QUAND LE DRONE SAUVE DES VIES

En cas d’avalanche, un drone peut lever le doute en quelques minutes en repérant des indices invisibles à l’œil nu : traces de ski, équipements abandonnés ou variations thermiques détectées par caméra infrarouge. « Le drone a déjà sauvé des vies, comme aux Arcs où deux skieurs ont été localisés et guidés par haut-parleur avant d’être hélitreuillés », précise Antoine Fleischmann.
Demain, les appareils équipés de détecteurs de victimes d’avalanches (DVA) permettront de retrouver plus vite les personnes ensevelies. Capables d’évoluer dans des zones inaccessibles ou trop dangereuses, ils complètent les moyens traditionnels de secours en montagne, tels que le PGHM, avec lequel Patrolair a déjà établi des protocoles opérationnels stricts.

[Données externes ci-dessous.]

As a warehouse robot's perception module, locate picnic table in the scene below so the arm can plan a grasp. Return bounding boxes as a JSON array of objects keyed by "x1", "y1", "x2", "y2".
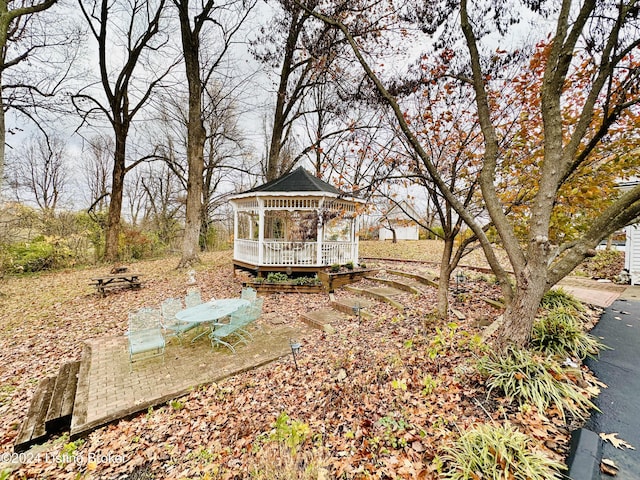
[{"x1": 89, "y1": 273, "x2": 142, "y2": 296}]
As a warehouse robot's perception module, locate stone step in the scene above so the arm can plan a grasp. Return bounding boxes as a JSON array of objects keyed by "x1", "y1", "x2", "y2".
[
  {"x1": 365, "y1": 277, "x2": 421, "y2": 295},
  {"x1": 13, "y1": 377, "x2": 56, "y2": 452},
  {"x1": 46, "y1": 361, "x2": 80, "y2": 433},
  {"x1": 331, "y1": 297, "x2": 374, "y2": 318},
  {"x1": 344, "y1": 285, "x2": 404, "y2": 312},
  {"x1": 300, "y1": 308, "x2": 343, "y2": 333},
  {"x1": 387, "y1": 270, "x2": 438, "y2": 288}
]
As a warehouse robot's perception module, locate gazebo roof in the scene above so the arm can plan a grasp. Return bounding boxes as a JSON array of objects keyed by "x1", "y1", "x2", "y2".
[{"x1": 244, "y1": 167, "x2": 342, "y2": 195}]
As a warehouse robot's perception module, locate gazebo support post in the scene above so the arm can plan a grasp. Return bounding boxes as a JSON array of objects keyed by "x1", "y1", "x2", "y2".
[{"x1": 258, "y1": 198, "x2": 264, "y2": 265}]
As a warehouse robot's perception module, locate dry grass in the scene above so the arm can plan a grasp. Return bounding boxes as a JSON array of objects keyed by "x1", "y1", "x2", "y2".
[{"x1": 360, "y1": 240, "x2": 506, "y2": 268}]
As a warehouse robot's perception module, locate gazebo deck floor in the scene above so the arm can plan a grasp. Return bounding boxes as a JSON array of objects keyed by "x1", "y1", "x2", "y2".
[{"x1": 233, "y1": 259, "x2": 322, "y2": 275}]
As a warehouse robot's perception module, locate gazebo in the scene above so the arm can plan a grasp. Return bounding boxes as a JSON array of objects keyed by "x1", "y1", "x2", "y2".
[{"x1": 230, "y1": 167, "x2": 364, "y2": 273}]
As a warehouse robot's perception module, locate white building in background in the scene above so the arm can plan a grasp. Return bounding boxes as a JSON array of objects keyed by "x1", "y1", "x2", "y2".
[
  {"x1": 619, "y1": 179, "x2": 640, "y2": 285},
  {"x1": 624, "y1": 223, "x2": 640, "y2": 285},
  {"x1": 378, "y1": 201, "x2": 420, "y2": 241}
]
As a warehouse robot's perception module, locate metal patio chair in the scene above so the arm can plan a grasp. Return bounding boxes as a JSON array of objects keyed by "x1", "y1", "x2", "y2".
[
  {"x1": 160, "y1": 298, "x2": 197, "y2": 344},
  {"x1": 127, "y1": 308, "x2": 165, "y2": 372}
]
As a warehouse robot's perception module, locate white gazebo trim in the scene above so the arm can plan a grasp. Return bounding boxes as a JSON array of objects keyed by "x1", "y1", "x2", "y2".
[{"x1": 230, "y1": 169, "x2": 365, "y2": 271}]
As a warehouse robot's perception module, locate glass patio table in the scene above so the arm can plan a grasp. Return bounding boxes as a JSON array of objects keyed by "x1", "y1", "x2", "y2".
[{"x1": 176, "y1": 298, "x2": 251, "y2": 343}]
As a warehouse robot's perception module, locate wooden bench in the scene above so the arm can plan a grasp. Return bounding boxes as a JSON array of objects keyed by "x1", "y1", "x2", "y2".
[{"x1": 89, "y1": 273, "x2": 142, "y2": 296}]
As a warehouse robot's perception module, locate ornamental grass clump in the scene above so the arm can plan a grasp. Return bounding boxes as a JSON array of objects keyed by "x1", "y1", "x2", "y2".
[
  {"x1": 441, "y1": 424, "x2": 565, "y2": 480},
  {"x1": 478, "y1": 347, "x2": 596, "y2": 418},
  {"x1": 540, "y1": 288, "x2": 586, "y2": 320},
  {"x1": 530, "y1": 307, "x2": 606, "y2": 360}
]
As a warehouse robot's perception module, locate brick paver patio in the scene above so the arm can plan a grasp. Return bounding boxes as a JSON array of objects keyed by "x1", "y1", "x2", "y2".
[{"x1": 71, "y1": 324, "x2": 310, "y2": 438}]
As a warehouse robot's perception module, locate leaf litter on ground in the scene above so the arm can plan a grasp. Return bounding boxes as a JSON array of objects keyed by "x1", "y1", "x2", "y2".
[{"x1": 0, "y1": 242, "x2": 604, "y2": 479}]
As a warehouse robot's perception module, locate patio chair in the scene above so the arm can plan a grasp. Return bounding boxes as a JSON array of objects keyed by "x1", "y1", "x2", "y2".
[
  {"x1": 229, "y1": 298, "x2": 264, "y2": 338},
  {"x1": 127, "y1": 308, "x2": 165, "y2": 373},
  {"x1": 240, "y1": 287, "x2": 258, "y2": 302},
  {"x1": 209, "y1": 316, "x2": 249, "y2": 353},
  {"x1": 184, "y1": 288, "x2": 202, "y2": 308},
  {"x1": 160, "y1": 298, "x2": 196, "y2": 343}
]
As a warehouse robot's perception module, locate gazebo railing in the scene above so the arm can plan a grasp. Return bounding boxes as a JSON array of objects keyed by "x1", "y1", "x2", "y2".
[
  {"x1": 322, "y1": 242, "x2": 356, "y2": 265},
  {"x1": 234, "y1": 239, "x2": 357, "y2": 267}
]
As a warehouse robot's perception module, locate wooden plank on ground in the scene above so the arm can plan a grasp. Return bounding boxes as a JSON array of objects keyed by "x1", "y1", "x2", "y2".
[
  {"x1": 46, "y1": 361, "x2": 80, "y2": 433},
  {"x1": 13, "y1": 377, "x2": 56, "y2": 452}
]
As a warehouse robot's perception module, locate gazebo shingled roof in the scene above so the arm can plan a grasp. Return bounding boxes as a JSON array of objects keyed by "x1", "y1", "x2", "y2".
[
  {"x1": 230, "y1": 167, "x2": 364, "y2": 273},
  {"x1": 244, "y1": 167, "x2": 342, "y2": 195}
]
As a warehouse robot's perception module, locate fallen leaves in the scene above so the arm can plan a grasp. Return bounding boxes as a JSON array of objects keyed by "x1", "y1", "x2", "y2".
[
  {"x1": 600, "y1": 458, "x2": 618, "y2": 476},
  {"x1": 0, "y1": 248, "x2": 604, "y2": 479},
  {"x1": 600, "y1": 433, "x2": 636, "y2": 450}
]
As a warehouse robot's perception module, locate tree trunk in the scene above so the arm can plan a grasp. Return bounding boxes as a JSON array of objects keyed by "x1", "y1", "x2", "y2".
[
  {"x1": 0, "y1": 72, "x2": 7, "y2": 192},
  {"x1": 493, "y1": 262, "x2": 549, "y2": 350},
  {"x1": 178, "y1": 0, "x2": 207, "y2": 268},
  {"x1": 437, "y1": 235, "x2": 455, "y2": 319},
  {"x1": 104, "y1": 127, "x2": 127, "y2": 262}
]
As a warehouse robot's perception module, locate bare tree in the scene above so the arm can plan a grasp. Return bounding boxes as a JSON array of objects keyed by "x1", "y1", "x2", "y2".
[
  {"x1": 12, "y1": 131, "x2": 69, "y2": 217},
  {"x1": 173, "y1": 0, "x2": 255, "y2": 267},
  {"x1": 0, "y1": 0, "x2": 77, "y2": 191},
  {"x1": 304, "y1": 0, "x2": 640, "y2": 347},
  {"x1": 82, "y1": 135, "x2": 114, "y2": 212},
  {"x1": 73, "y1": 0, "x2": 173, "y2": 261}
]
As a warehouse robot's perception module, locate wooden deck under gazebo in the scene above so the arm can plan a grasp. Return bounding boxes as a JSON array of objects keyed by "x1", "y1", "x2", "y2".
[{"x1": 230, "y1": 168, "x2": 364, "y2": 274}]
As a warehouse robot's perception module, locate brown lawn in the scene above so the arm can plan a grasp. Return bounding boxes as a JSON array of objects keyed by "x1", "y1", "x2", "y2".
[{"x1": 0, "y1": 242, "x2": 592, "y2": 479}]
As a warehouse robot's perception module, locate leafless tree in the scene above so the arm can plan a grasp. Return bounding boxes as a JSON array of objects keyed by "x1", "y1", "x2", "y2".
[
  {"x1": 0, "y1": 0, "x2": 78, "y2": 194},
  {"x1": 11, "y1": 134, "x2": 69, "y2": 217},
  {"x1": 82, "y1": 135, "x2": 114, "y2": 212},
  {"x1": 173, "y1": 0, "x2": 256, "y2": 267},
  {"x1": 72, "y1": 0, "x2": 175, "y2": 261},
  {"x1": 304, "y1": 0, "x2": 640, "y2": 347}
]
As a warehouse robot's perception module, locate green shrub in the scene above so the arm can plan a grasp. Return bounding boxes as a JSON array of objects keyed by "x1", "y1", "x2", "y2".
[
  {"x1": 265, "y1": 272, "x2": 289, "y2": 283},
  {"x1": 530, "y1": 307, "x2": 606, "y2": 360},
  {"x1": 540, "y1": 288, "x2": 585, "y2": 312},
  {"x1": 478, "y1": 347, "x2": 596, "y2": 418},
  {"x1": 4, "y1": 236, "x2": 71, "y2": 273},
  {"x1": 441, "y1": 424, "x2": 566, "y2": 480},
  {"x1": 119, "y1": 228, "x2": 155, "y2": 260}
]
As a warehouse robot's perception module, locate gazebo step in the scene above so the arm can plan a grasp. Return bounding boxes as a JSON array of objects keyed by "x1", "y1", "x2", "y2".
[
  {"x1": 13, "y1": 377, "x2": 56, "y2": 452},
  {"x1": 344, "y1": 285, "x2": 404, "y2": 312},
  {"x1": 46, "y1": 361, "x2": 80, "y2": 433},
  {"x1": 387, "y1": 270, "x2": 438, "y2": 288},
  {"x1": 300, "y1": 308, "x2": 343, "y2": 333},
  {"x1": 365, "y1": 276, "x2": 421, "y2": 295},
  {"x1": 331, "y1": 297, "x2": 373, "y2": 318}
]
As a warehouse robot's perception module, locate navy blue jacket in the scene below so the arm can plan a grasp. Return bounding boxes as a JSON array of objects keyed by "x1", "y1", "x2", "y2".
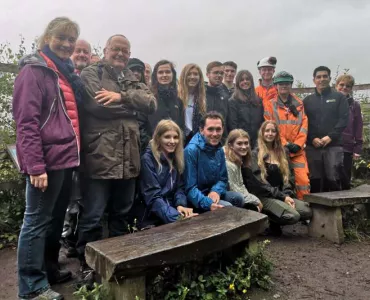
[
  {"x1": 184, "y1": 132, "x2": 228, "y2": 210},
  {"x1": 140, "y1": 146, "x2": 187, "y2": 223}
]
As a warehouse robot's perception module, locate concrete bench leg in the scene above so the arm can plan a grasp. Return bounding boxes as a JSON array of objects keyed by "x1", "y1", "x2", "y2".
[
  {"x1": 308, "y1": 203, "x2": 344, "y2": 244},
  {"x1": 104, "y1": 276, "x2": 145, "y2": 300}
]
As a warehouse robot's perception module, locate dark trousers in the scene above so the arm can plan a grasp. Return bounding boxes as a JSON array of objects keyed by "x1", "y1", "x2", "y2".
[
  {"x1": 341, "y1": 152, "x2": 353, "y2": 190},
  {"x1": 76, "y1": 178, "x2": 136, "y2": 260},
  {"x1": 18, "y1": 169, "x2": 72, "y2": 298}
]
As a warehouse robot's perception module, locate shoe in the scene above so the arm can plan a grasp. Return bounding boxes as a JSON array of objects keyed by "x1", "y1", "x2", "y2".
[
  {"x1": 19, "y1": 289, "x2": 64, "y2": 300},
  {"x1": 66, "y1": 247, "x2": 78, "y2": 258},
  {"x1": 48, "y1": 270, "x2": 72, "y2": 285}
]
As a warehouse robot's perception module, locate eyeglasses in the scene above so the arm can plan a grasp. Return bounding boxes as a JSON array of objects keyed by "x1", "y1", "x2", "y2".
[
  {"x1": 211, "y1": 71, "x2": 224, "y2": 76},
  {"x1": 109, "y1": 47, "x2": 130, "y2": 55},
  {"x1": 338, "y1": 83, "x2": 352, "y2": 89}
]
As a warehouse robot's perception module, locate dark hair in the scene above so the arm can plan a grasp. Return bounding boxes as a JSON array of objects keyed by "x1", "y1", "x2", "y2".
[
  {"x1": 151, "y1": 59, "x2": 177, "y2": 97},
  {"x1": 232, "y1": 70, "x2": 262, "y2": 105},
  {"x1": 199, "y1": 110, "x2": 225, "y2": 129},
  {"x1": 207, "y1": 61, "x2": 223, "y2": 73},
  {"x1": 313, "y1": 66, "x2": 331, "y2": 78},
  {"x1": 224, "y1": 61, "x2": 238, "y2": 70}
]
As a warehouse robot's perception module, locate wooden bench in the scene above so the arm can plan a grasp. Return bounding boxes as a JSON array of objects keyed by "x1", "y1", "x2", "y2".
[
  {"x1": 85, "y1": 207, "x2": 268, "y2": 300},
  {"x1": 304, "y1": 184, "x2": 370, "y2": 244}
]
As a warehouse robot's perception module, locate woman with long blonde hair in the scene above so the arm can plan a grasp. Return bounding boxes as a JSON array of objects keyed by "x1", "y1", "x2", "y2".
[
  {"x1": 224, "y1": 129, "x2": 263, "y2": 212},
  {"x1": 242, "y1": 121, "x2": 312, "y2": 235},
  {"x1": 140, "y1": 120, "x2": 196, "y2": 225},
  {"x1": 178, "y1": 64, "x2": 206, "y2": 142}
]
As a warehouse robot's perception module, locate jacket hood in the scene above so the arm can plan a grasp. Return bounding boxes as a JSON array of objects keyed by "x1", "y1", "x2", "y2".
[
  {"x1": 189, "y1": 132, "x2": 222, "y2": 152},
  {"x1": 18, "y1": 51, "x2": 47, "y2": 69}
]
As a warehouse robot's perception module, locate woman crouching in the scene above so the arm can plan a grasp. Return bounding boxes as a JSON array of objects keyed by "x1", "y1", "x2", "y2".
[
  {"x1": 242, "y1": 121, "x2": 312, "y2": 235},
  {"x1": 225, "y1": 129, "x2": 263, "y2": 212},
  {"x1": 140, "y1": 120, "x2": 197, "y2": 225}
]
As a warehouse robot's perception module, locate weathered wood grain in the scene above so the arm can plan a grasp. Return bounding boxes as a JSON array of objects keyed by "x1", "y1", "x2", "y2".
[{"x1": 86, "y1": 207, "x2": 268, "y2": 280}]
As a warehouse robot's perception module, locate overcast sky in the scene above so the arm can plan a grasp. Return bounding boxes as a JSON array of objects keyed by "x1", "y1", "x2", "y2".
[{"x1": 0, "y1": 0, "x2": 370, "y2": 86}]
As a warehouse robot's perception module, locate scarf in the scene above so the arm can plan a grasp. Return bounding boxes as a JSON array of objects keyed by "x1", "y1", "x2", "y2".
[{"x1": 42, "y1": 45, "x2": 85, "y2": 105}]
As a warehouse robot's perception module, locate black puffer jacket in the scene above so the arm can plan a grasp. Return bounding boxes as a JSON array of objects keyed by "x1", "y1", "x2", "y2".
[
  {"x1": 242, "y1": 149, "x2": 295, "y2": 201},
  {"x1": 228, "y1": 97, "x2": 264, "y2": 149}
]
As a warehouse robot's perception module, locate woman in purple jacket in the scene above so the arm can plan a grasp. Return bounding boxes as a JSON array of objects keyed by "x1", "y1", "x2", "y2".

AU CHEVET DES INFRASTRUCTURES

L’inspection des infrastructures alpines (remontées mécaniques, pylônes, gazex) expose encore trop souvent les techniciens à des risques importants. Avec des zooms puissants et des caméras thermiques, les drones diagnostiquent à distance l’état des équipements. « Un drone peut lire la référence d’un boulon à 100 mètres », explique Antoine Fleischmann. Résultat : moins de déplacements périlleux et une maintenance ciblée, car les équipes savent précisément où intervenir. À Courchevel, par exemple, les gazex – systèmes déclenchant artificiellement des avalanches – sont régulièrement contrôlés par drones, malgré leur implantation dans des zones particulièrement difficiles d’accès. Contrairement aux idées reçues, le drone n’est donc pas destiné en priorité à la surveillance des pistes ouvertes, déjà équipées de caméras fixes. Sa vraie valeur ajoutée se situe en périphérie des domaines ou la nuit, pour vérifier par exemple la production de neige de culture sur des centaines de perches, et ajuster les réglages à distance.

MESURER L’INVISIBLE

Au-delà des missions de sécurité, les drones offrent une cartographie 3D d’une précision centimétrique, bien supérieure aux outils grand public comme Google Earth. Un tel niveau de détail est essentiel pour suivre l’avancement de chantiers, calculer le volume exact d’éboulis ou surveiller l’érosion. Équipés d’un capteur LiDAR (qui émet des lasers), ils révèlent même le relief du sol sous une végétation très dense. Pour les stations, c’est un atout stratégique : meilleure planification des aménagements, suivi des risques naturels (glissements de terrain, accumulation de neige) et gestion optimisée du patrimoine foncier. Serre-Chevalier se distingue d’ailleurs comme la seule station en France à avoir fait du drone un outil spécialisé dans l’observation du manteau neigeux, avec un suivi d’une grande précision.

GARDIENS DE LA NATURE

Les applications environnementales sont vastes et en plein essor. Grâce à des capteurs multispectraux, les drones identifient les zones de sécheresse, surveillent la santé des forêts ou détectent des maladies affectant la végétation – des données précieuses pour des organismes comme l’Office national des forêts (ONF). Les nouveaux modèles, plus silencieux, intègrent intelligence artificielle et caméras thermiques pour recenser la faune (chevreuils, sangliers). Cela exige toutefois une planification rigoureuse pour ne pas perturber les oiseaux nicheurs, en particulier dans les parcs nationaux comme la Vanoise où le survol reste interdit sans dérogation.

La surveillance des glaciers ouvre un autre champ d’application prometteur. En survolant régulièrement un glacier, on peut créer des modèles 3D et mesurer avec une extrême précision son évolution, le mouvement des crevasses, etc. À terme, l’objectif est de mieux anticiper les chutes de séracs et d’accroître la sécurité des alpinistes comme des professionnels. Le drone s’impose ainsi comme un acteur majeur de l’avenir montagnard.